I have always believed that if a woman made up her mind to marry a man nothing could save him. I have only once known a man who in such circumstances managed to save himself. His name was Roger Charing. He was no longer young when he fell in love with Ruth Barlow and he had had enough experience to make him careful; but Ruth Barlow had a gift that makes most men defendless. This was the gift of pathos. Mrs. Barlow was twice a widow'. She had splendid dark eyes and they were the most moving I ever saw. They seemed to be always on the point of filling with tears and you felt that her sufferings had been impossible to bear. If you were a strong fellow with plenty of money, like Roger Charing, you should say to yourself: I must stand between the troubles of life and this helpless little thing. Mrs. Barlow was one of those unfortunate persons with whom nothing goes right. If she married the husband beat her; if she employed a broker he cheated her; if she took a cook she drank.
When Roger told me that he was going to marry her, I wished him joy. As for me I thought she was stupid and as hard as nails.

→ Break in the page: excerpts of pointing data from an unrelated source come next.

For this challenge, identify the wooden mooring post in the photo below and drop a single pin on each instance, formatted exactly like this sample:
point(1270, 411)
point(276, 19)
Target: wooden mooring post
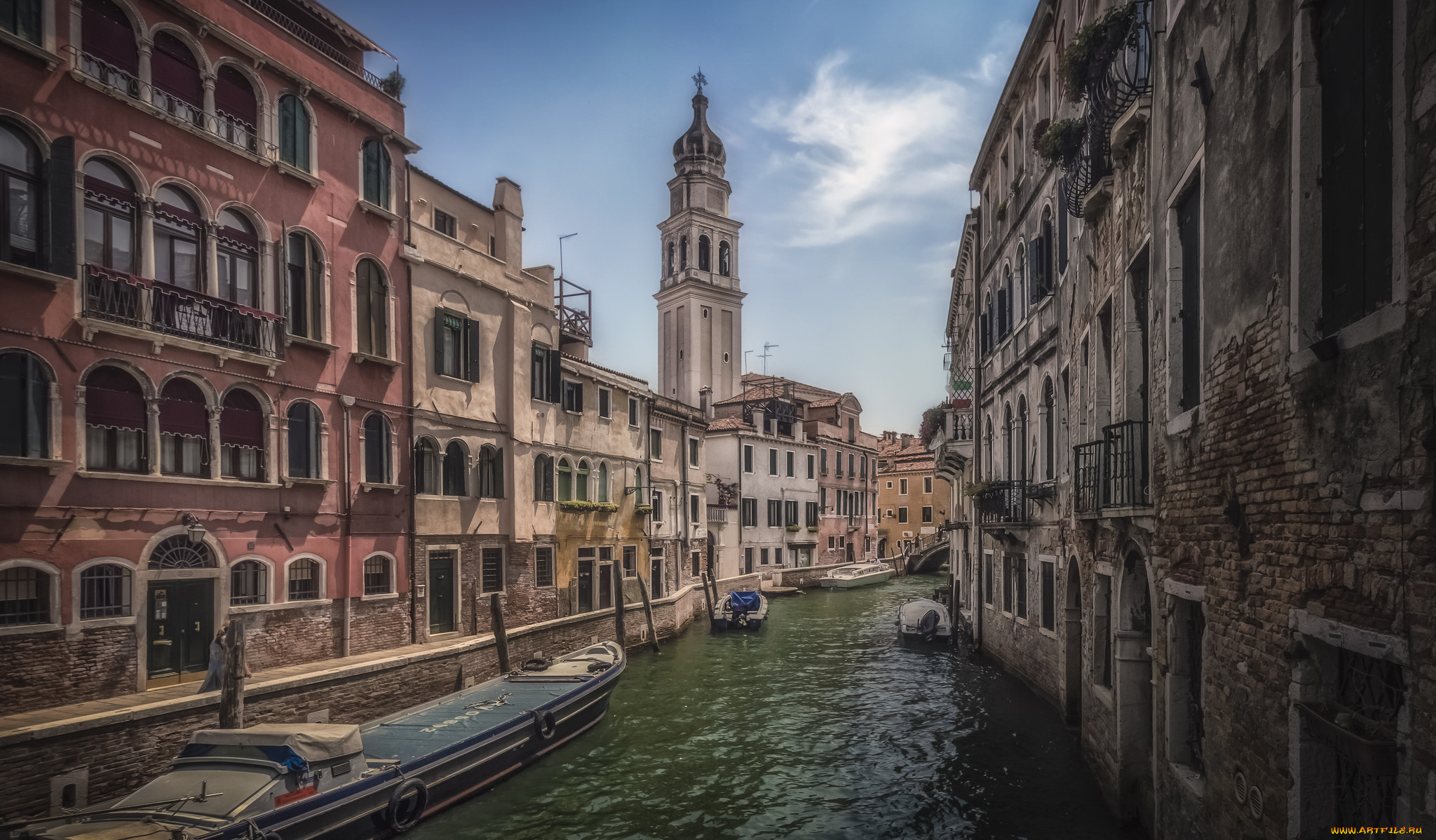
point(231, 679)
point(648, 614)
point(619, 626)
point(500, 635)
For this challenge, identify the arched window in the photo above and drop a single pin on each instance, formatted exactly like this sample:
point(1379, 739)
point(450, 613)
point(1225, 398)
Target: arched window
point(236, 108)
point(22, 18)
point(184, 430)
point(377, 578)
point(242, 437)
point(25, 596)
point(178, 227)
point(564, 480)
point(581, 482)
point(249, 583)
point(490, 473)
point(293, 133)
point(1049, 426)
point(105, 592)
point(305, 286)
point(25, 407)
point(375, 172)
point(304, 579)
point(372, 309)
point(115, 421)
point(237, 248)
point(175, 78)
point(456, 466)
point(377, 450)
point(111, 52)
point(304, 440)
point(543, 477)
point(109, 231)
point(20, 186)
point(426, 467)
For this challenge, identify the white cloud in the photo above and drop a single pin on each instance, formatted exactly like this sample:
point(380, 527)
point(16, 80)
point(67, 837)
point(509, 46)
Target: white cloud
point(868, 156)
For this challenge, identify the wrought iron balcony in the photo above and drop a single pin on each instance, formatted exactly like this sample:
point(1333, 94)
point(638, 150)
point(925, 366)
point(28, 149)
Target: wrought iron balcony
point(1003, 501)
point(1113, 473)
point(160, 308)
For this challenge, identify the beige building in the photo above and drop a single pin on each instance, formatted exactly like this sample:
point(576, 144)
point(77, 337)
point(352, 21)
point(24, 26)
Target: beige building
point(912, 500)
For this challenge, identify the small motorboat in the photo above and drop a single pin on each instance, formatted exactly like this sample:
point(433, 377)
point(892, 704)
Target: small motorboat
point(344, 782)
point(856, 575)
point(741, 609)
point(925, 619)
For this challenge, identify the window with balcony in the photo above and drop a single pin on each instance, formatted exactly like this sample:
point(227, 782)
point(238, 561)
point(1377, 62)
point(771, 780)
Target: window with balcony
point(490, 471)
point(371, 309)
point(304, 440)
point(109, 216)
point(20, 186)
point(305, 267)
point(174, 75)
point(377, 172)
point(377, 468)
point(25, 407)
point(237, 249)
point(293, 133)
point(456, 468)
point(178, 233)
point(184, 430)
point(115, 421)
point(242, 437)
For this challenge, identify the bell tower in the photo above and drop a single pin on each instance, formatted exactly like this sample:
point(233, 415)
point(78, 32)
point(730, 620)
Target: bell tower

Roger introduced her to his friends. He gave her lovely jewels. He took her everywhere. Their marriage was announced for the nearest future. Roger was very pleased with himself, he was committing a good action.
Then suddenly he fell out of love. I don't know why. Perhaps that pathetic look of hers ceased to touch his heart-strings. He realized that Ruth Barlow had made up her mind to marry him and he swore that nothing would make him marry her. Roger knew it wouldn't be easy. Roger didn't show that his feelings to Ruth Barlow had changed. He remained attentive to all her wishes, he took her to dine at restaurants, he sent her flowers, he was charming.
They were to get married as soon as they found a house that suited them; and they started looking for residences. The agents sent Roger orders to view and he took Ruth to see some houses. It was very difficult to find anything satisfactory. They visited house after house. Sometimes they were too large and sometimes they were too small; sometimes they were too far from the centre and sometimes they were too close; sometimes they were too expensive and sometimes they wanted too many repairs; sometimes they were too stuffy and sometimes they were too airy. Roger always found a fault that made the house unsuitable. He couldn't let his dear Ruth to live in a bad house.
Ruth began to grow peevish. Roger asked her to have patience. They looked at hundreds of houses; they climbed thousands of stairs. Ruth was exhausted and often lost her temper. For two years they looked for houses. Ruth grew silent, her eyes no longer looked beautiful and pathetic. There are limits to human patience.
"Do you want to marry me or do you not?" she asked him one day.
"Of course I do. We'll be married the very moment we find a house."
"I don't feel well enough to look at any more houses."
Ruth Barlow took to her bed. Roger remained gallant as ever. Every day he wrote her and told her that he had heard of another house for them to look at, A week later he received the following letter:
'Roger – I do not think you really love me. I've found someone who really wants to take care of me and I am going to be married to him today.
He sent back his reply:
'Ruth – I'll never get over this blow. But your happiness must be my first concern. I send you seven addresses. I am sure you'll find among them a house that will exactly suit you. Roger.”